Ce n'est pas à proprement parler un coup de foudre
mais plutôt l'impression ressentie par l'un et par l'autre
d'avoir trouvé son double. Très vite s'installe
une relation unique : aux premières déclarations
d'amour se mêlent déjà d'interminables
discussions littéraires et philosophiques. Ils se sentent
tout à la fois égaux et libres, ils éprouvent
le même souci de transparence. Beauvoir confie dans
La Force de l'âge : "Selon lui, l'écrivain,
le conteur d'histoires, devait ressembler au "Baladin" de
Synge ; il ne s'arrête définitivement nulle
part. Ni auprès de personne. Sartre n'avait pas la
vocation de la monogamie. Entre nous, m'expliquait-il en utilisant
un vocabulaire qui lui était cher, il s'agit d'un amour
nécessaire : il convient que nous connaissions
aussi des amours contingentes [...]. D'une manière
plus générale, je savais qu'aucun malheur ne
viendrait jamais par lui, à moins qu'il ne mourût
avant moi.

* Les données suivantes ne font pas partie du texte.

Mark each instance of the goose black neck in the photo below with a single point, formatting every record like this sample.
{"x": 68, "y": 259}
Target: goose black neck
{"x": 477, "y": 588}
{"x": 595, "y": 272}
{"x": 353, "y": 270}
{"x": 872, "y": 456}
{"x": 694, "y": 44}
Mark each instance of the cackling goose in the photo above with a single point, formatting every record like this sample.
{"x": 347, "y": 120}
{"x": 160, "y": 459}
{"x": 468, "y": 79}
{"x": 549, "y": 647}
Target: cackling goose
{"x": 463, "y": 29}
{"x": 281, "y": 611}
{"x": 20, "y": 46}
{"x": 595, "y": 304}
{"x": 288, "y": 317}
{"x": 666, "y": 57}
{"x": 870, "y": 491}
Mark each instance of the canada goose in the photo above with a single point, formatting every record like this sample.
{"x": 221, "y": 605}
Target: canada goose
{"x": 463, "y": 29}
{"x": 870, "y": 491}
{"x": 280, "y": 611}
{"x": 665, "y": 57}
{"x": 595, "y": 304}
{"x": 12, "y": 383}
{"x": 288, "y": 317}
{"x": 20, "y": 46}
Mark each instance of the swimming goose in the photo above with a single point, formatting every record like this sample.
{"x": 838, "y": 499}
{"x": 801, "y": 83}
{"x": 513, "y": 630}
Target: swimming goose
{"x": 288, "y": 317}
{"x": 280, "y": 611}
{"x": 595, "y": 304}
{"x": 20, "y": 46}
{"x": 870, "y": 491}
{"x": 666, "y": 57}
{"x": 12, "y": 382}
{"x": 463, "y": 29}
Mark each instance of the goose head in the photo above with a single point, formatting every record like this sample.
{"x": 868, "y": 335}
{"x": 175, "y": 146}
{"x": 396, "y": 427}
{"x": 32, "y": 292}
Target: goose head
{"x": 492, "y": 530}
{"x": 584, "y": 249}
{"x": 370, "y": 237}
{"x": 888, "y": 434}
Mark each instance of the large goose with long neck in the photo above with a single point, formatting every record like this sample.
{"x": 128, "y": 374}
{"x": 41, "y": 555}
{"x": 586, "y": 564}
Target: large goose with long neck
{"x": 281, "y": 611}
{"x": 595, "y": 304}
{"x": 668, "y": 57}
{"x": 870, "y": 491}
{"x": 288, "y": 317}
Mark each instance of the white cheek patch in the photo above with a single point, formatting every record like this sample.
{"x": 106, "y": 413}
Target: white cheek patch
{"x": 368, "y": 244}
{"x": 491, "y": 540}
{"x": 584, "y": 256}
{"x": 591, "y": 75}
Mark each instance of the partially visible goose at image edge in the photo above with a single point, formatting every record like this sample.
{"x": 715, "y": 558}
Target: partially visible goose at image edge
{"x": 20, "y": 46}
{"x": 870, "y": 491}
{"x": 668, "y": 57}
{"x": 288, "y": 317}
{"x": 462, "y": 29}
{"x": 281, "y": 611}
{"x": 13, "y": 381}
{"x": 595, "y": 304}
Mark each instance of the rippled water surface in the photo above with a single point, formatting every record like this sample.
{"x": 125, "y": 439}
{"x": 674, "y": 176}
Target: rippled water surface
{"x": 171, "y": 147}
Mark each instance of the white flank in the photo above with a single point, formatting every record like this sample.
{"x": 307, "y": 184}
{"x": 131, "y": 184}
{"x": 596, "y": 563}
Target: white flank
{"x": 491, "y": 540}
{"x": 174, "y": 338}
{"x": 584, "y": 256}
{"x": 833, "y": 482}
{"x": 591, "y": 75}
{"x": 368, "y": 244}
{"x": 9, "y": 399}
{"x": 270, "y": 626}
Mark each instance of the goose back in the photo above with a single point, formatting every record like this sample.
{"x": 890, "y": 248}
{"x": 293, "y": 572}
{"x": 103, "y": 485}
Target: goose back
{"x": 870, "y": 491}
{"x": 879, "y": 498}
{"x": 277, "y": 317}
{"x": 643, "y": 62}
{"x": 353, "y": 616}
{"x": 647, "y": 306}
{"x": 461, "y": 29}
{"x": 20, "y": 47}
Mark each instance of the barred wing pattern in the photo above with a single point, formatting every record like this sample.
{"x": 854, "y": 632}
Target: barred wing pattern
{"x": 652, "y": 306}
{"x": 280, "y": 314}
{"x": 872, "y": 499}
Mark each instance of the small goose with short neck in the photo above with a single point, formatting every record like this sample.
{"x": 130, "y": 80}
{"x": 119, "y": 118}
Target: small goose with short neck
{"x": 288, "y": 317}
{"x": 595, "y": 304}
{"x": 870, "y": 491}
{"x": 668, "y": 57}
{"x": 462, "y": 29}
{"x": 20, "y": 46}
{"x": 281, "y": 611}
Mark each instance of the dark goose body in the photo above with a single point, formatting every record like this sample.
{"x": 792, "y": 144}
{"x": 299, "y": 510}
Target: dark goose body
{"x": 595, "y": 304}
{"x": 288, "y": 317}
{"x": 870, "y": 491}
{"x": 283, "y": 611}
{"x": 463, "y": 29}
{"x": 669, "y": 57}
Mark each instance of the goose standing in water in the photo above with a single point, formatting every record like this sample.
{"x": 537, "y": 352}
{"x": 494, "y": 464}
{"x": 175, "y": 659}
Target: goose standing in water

Nous conclûmes un autre pacte : non
seulement aucun des deux ne mentirait à l'autre, mais
il ne lui dissimulerait rien".
Les lettres et les carnets publiés de l'un et de l'autre
depuis leur disparition témoignent qu'ils s'attachèrent
à ne pas trahir les promesses de leurs vingt ans. Mais
ce jeu de la transparence devait, une fois révélé,
en bouleverser plus d'un parmi leurs fidèles.